Game-changer as Rangers prepare for £130M injection

Rangers Giovanni van Bronckhorst

GLASGOW, SCOTLAND - MAY 05: Giovanni van Bronckhorst, Manager of Rangers celebrates after victory in the UEFA Europa League Semi Final Leg Two match between Rangers and RB Leipzig at Ibrox Stadium on May 05, 2022 in Glasgow, Scotland. (Photo by Ian MacNicol/Getty Images)

It’s taken a long, long, LONG time, but finally Rangers are, at long last, benefiting from transfer inflation having missed 10 years of it from 2012 onwards.

Most tellingly, at long long LONG last we are now approaching Celtic levels of profit, given the eastern lot have had a head start with their Dembele Dollars.

While they sold players for £5M+ going back 20 years, it’s since the sale of Moussa Dembele in 2018 that has seen them colossally ramp up their profiteering on the crazy fees. £20M for him, £25M for Tierney, £20M (with addons) for Ajer, £20M for Edouard, Frimpong you name it has basically seen around £80M-£100M come into Celtic’s coffers these past four years.

Meaning Rangers had fallen way behind financially.

That has all changed after, in the last 8 months, Rangers shipped out Steven Gerrard, Nathan Patterson then Joe Aribo, and are about to likely follow it up with Calvin Bassey.

Gerrard cost Villa £4.5M in compensation, Patterson cost Everton an initial £12M rising to £16M, while Joe Aribo set Southampton back £6M rising to £10M.

This means, gross-wise, Rangers have pocketed £30M since November, and that could double in one fell swoop with the likely sale of Calvin Bassey.

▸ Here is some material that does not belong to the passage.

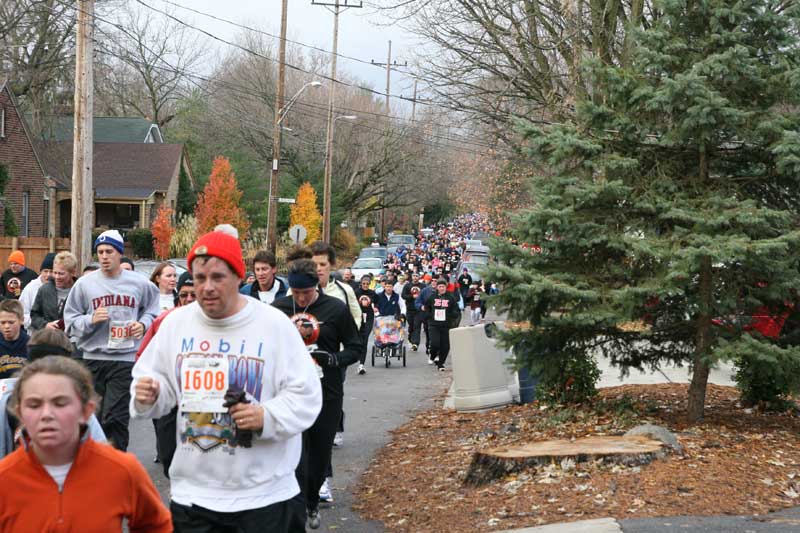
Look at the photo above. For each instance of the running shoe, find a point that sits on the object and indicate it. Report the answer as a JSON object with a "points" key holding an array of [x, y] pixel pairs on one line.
{"points": [[313, 519], [325, 495]]}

This brings Rangers bang in line with the Parkhead lot in terms of our transfer dealings, and suddenly puts us financially on a much better footing.

Add the possibility of the £40M pot of gold for making the UCL group stage, which Celtic are sadly already guaranteed, plus the UEL £30M we’ve already pocketed and Rangers suddenly secure £130M in a matter of 10 months.

The sale of Patterson already changed things financially, and while Rangers have not been splashing the cash this window, we have definitely spent more this month (£4M) than the past two years’ worth of windows combined. You’d have to go back to summer 2020 and Roofe and Itten for the last time we spent serious.

But it’s what’s now coming in which matters. No matter what – CL or Bassey, we’ve made more in the past 10 months than ever before (£60M) and that could well double in the next month.

Fingers crossed ‘this article ages well’.